The developed multi-UAV cooperative channel measurement system is shown in Figure 6. Due to the limitation of the experimental conditions, we take two UAV-aided aerial TXs and a ground RX as an example case. However, most of the work in this paper is general for multiple UAVs, such as channel models and hardware frameworks. In order to minimize the influence caused by the inherent structure of the UAV, the aerial TXs were installed vertically below the UAVs, powered individually by lithium batteries. The self-developed SDR module (consisting of FPGA chip, RF chip, and GPS chip) can transmit the measurement signal by the trigger of PPS, with a baseband bandwidth of 61.44 MHz; the PA is adopted with a gain of 42 dB, and the total transmit power is 32 dBm. The ground RX is developed based on the SDR platform (consisting of data process module, RF module, and GPS module). The platform is able to sample data with a bandwidth of 100 MHz; the algorithms run on the FPGA chip in real time. Due to the high speed and continuity of the measurement data, they are stored in a high-performance disk array with a data rate up to 3.6 GB/s and capacity of 24 TB. The RX is also triggered by the PPS. Each TX/RX uses the same omnidirectional antenna, which has an approximately omni-azimuthal pattern and a 120-degree elevation pattern at half-power beam width (HPBW); the antenna gain is 3 dBi at 3.6 GHz. Some system setups can be found in Table 2. More details about the hardware components can also be found in [35].
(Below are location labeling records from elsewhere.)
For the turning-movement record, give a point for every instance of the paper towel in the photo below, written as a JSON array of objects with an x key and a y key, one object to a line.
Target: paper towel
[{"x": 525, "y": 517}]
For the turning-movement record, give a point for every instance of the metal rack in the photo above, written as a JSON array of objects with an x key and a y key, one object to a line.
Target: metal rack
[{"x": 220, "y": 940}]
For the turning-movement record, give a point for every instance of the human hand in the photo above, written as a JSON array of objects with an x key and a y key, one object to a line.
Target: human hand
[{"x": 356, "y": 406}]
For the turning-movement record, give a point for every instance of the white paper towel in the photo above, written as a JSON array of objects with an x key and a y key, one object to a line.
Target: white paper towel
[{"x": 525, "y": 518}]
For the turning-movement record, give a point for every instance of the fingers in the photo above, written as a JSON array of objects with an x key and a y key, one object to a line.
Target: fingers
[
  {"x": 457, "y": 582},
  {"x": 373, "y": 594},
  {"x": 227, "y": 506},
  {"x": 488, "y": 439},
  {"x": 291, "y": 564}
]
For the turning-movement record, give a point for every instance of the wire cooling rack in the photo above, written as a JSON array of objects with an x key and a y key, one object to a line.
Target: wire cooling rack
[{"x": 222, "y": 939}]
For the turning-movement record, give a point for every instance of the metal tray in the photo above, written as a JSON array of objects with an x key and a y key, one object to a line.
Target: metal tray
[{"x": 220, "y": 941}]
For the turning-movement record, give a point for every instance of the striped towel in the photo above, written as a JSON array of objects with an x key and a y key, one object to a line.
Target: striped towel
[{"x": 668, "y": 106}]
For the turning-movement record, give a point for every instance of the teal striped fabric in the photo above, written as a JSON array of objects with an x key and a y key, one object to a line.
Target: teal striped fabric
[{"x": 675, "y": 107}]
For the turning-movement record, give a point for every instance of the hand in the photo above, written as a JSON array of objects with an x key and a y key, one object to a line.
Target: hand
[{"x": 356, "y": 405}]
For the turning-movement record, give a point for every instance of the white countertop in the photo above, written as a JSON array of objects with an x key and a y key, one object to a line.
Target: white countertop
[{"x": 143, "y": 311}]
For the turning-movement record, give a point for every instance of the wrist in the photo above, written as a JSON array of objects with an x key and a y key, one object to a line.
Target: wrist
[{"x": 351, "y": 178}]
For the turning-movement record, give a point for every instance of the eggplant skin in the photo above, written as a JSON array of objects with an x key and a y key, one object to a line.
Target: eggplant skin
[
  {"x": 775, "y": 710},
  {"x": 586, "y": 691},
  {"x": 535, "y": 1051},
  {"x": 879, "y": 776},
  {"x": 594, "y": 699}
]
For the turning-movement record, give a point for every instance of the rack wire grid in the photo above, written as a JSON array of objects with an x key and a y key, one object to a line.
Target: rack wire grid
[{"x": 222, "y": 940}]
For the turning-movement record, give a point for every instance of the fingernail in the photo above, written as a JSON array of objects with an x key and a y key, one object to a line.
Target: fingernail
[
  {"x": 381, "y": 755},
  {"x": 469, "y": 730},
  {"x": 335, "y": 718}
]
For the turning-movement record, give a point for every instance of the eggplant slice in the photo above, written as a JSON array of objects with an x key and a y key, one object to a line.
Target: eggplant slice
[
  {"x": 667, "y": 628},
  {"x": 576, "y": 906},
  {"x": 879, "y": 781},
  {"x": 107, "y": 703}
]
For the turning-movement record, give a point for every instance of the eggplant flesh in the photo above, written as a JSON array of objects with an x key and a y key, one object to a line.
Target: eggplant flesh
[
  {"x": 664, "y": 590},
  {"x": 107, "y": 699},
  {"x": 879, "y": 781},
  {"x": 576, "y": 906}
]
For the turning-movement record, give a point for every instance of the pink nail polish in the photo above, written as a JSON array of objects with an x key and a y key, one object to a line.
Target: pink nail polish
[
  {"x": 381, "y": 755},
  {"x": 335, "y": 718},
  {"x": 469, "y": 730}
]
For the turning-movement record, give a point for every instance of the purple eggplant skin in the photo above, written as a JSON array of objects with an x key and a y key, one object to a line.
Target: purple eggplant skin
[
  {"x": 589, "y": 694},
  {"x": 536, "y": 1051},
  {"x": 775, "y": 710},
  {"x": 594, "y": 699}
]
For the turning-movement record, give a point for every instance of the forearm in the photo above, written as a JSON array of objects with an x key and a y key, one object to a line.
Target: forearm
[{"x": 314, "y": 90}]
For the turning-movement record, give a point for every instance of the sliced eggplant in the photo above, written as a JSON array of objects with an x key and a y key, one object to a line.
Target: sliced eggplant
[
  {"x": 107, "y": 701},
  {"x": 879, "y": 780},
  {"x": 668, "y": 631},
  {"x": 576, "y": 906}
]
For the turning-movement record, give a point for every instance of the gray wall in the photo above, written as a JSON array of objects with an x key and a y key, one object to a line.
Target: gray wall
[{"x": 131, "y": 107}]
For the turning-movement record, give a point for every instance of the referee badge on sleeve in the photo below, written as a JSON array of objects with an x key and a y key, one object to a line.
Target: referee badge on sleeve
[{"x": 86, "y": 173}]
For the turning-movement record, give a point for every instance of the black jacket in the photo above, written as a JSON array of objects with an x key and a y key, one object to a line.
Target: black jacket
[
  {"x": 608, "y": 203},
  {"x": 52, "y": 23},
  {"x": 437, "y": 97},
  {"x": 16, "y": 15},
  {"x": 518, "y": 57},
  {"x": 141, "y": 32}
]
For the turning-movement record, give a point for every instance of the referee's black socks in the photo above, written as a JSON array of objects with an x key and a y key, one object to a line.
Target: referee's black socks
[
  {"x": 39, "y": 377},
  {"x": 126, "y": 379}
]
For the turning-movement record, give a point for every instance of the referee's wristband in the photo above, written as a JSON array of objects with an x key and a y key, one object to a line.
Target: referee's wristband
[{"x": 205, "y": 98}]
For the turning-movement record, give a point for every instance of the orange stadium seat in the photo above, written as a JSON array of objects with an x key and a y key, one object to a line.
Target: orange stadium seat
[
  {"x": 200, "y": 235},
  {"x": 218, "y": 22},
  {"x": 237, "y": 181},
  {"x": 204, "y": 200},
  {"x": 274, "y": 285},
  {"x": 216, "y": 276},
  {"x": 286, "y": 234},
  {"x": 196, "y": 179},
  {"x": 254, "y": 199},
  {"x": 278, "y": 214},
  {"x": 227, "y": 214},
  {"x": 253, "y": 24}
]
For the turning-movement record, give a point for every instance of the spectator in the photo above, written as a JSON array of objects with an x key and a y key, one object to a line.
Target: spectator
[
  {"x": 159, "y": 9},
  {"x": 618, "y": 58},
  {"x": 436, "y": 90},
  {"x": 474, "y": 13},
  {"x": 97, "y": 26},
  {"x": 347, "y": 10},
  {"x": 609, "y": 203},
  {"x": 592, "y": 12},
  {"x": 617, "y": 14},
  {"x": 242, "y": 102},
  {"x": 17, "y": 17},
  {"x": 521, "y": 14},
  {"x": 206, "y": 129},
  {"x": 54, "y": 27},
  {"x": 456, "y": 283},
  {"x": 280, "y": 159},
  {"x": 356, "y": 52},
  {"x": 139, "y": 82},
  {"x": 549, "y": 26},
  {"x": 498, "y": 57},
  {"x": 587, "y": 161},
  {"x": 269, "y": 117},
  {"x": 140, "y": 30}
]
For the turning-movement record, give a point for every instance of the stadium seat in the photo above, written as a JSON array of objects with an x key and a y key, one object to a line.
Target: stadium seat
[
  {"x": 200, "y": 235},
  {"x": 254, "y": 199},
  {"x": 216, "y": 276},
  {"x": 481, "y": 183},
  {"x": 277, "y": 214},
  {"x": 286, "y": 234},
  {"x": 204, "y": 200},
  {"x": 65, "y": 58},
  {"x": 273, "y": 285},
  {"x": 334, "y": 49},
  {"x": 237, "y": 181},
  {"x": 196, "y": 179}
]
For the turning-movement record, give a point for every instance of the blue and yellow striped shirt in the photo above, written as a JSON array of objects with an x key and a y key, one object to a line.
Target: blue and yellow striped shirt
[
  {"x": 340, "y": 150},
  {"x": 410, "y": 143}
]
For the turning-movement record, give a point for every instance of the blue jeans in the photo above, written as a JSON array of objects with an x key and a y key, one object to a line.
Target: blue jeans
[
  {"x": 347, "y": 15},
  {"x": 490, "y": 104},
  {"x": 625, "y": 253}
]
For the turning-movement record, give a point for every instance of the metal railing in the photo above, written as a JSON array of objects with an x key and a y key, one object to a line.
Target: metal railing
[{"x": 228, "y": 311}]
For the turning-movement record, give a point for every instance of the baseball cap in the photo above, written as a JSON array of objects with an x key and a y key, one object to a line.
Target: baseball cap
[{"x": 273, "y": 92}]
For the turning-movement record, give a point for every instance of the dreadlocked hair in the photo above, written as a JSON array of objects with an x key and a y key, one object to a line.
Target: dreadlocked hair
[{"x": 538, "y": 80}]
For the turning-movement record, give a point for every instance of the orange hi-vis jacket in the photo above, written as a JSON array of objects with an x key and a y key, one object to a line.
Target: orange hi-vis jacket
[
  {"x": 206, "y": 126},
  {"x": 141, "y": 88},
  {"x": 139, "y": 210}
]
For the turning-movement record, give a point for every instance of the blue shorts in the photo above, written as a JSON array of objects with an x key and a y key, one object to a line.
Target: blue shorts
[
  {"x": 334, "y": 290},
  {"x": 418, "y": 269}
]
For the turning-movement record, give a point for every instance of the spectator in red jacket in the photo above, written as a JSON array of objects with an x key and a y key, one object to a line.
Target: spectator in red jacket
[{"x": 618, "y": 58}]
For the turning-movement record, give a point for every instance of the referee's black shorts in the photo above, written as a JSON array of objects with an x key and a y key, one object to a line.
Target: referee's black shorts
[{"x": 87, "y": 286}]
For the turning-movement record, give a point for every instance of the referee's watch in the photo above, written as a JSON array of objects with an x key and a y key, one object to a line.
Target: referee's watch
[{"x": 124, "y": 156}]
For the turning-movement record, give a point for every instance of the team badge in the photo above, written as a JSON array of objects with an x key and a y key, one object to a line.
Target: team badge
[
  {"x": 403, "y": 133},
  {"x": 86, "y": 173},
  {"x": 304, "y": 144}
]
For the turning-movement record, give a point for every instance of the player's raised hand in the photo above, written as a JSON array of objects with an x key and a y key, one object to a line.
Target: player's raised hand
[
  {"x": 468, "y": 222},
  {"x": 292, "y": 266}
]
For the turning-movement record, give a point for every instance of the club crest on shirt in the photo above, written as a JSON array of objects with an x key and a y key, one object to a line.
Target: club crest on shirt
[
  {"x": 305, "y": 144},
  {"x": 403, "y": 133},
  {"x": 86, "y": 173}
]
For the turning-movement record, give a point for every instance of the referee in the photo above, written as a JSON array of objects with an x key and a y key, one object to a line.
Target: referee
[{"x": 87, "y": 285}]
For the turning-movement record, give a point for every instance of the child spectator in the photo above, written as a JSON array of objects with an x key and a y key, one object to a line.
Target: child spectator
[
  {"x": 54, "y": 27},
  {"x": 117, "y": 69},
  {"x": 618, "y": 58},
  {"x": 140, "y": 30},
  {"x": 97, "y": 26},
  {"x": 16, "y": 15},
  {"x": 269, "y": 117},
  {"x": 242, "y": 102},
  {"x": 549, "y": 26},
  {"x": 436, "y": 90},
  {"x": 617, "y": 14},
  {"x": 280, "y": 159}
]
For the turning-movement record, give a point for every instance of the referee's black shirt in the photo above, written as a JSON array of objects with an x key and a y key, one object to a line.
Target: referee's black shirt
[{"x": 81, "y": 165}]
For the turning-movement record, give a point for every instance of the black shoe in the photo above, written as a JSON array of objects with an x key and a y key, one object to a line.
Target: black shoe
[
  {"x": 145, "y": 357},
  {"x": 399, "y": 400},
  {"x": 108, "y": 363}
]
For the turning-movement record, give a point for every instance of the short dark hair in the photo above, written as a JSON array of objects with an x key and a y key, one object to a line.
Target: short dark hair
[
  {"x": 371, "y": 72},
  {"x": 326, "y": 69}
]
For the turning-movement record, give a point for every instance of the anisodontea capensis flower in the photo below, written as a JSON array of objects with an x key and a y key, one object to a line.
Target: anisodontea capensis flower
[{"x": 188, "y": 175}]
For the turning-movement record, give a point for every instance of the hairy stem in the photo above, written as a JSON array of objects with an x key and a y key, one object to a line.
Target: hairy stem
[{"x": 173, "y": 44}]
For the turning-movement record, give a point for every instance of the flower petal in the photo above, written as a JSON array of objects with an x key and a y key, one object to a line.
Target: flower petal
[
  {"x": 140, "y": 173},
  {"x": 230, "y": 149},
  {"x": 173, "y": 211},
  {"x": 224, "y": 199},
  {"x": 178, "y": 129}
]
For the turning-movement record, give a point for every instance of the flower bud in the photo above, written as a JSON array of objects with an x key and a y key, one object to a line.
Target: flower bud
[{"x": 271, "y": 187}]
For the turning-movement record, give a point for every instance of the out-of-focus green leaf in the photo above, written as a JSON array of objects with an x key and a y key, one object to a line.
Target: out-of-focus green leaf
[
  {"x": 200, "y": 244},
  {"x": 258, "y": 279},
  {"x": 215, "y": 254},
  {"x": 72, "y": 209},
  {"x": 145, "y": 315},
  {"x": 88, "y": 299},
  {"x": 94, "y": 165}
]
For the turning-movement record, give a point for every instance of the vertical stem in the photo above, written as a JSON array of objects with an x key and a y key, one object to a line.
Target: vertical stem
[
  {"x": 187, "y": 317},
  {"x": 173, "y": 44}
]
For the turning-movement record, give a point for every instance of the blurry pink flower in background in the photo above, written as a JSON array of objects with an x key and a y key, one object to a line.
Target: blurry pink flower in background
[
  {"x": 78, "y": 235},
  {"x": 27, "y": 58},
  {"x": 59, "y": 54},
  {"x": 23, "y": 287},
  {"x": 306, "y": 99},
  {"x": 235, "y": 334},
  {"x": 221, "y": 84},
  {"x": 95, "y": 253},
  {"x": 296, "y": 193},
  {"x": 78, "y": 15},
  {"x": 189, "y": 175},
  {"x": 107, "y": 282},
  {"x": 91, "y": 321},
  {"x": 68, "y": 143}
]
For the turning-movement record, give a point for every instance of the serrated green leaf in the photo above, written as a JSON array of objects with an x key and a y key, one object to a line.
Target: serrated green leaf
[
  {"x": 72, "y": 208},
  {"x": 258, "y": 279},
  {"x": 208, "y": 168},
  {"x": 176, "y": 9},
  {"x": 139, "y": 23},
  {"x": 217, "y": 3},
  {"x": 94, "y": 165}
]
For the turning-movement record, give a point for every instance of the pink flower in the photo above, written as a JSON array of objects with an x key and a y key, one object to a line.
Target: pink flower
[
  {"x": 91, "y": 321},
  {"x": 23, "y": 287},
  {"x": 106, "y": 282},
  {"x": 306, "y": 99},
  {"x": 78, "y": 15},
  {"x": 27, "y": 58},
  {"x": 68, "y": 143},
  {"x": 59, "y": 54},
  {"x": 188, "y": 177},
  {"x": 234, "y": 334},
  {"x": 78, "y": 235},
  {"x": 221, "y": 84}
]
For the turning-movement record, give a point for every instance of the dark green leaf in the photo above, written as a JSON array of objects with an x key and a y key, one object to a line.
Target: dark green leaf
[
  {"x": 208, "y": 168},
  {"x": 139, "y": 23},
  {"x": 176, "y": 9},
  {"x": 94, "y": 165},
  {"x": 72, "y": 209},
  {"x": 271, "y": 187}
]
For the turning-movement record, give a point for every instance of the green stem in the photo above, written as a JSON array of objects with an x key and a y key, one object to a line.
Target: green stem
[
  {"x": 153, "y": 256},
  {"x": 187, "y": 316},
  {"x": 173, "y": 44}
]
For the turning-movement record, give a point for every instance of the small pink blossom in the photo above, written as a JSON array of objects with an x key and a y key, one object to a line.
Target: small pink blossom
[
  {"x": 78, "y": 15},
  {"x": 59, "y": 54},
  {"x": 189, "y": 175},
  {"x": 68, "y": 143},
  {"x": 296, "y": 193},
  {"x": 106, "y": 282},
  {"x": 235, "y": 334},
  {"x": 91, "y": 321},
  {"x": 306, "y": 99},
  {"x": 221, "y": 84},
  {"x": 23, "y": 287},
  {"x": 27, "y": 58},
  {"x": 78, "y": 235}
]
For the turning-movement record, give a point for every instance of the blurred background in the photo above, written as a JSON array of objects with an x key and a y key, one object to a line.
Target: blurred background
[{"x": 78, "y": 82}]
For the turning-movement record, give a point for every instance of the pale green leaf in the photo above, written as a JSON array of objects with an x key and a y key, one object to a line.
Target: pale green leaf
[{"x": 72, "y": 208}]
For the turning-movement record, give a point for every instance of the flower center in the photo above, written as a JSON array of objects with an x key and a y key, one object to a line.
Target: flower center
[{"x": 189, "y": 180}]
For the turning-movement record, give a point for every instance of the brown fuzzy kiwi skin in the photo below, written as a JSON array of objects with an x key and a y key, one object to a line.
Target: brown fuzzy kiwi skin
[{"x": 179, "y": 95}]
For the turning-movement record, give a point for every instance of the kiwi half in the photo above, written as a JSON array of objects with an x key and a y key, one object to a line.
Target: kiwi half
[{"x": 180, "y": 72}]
4.2. Measurement Campaigns

The measurement campaign was carried out on the campus, as shown in Figure 7. The scenario contained buildings, playground, roads, and trees. The buildings were between 15 and 40 m in height, with a combination of sparsely distributed tall trees (no more than 4 m) and low shrubs around the buildings. From the height of the buildings and the density of plants in the environment, it is a typical suburban environment.
Considering the potential role that UAVs can play in 5G and joint communication and sensing of 6G in the future, we chose 3.6 GHz, a commonly used communication frequency band for our measurement campaign. It should be mentioned that the research methodology of this paper is general for any frequency band. We only chose 3.6 GHz as an example case. The sampling rate of the TX/RX was 100 MHz, the sequence length of the TXs was 1024, and the root indexes were set to 1 and 3.
During the measurement, two UAVs took off from the playground at the same time, carrying aerial TXs. Each UAV flew along a certain trajectory at a constant speed of 1 m/s. The flight height of UAV-1 was 18 m and that of UAV-2 was 15 m; these remained unchanged throughout the flight. Finally, both UAVs landed at the playground at the same time, completing the entire measurement process. The ground RX was located among the buildings to receive signals from each aerial TX and further processing algorithms, the height of the receive antenna was set at 2 m, and the straight distance between the TX and RX was from 95 to 165 m.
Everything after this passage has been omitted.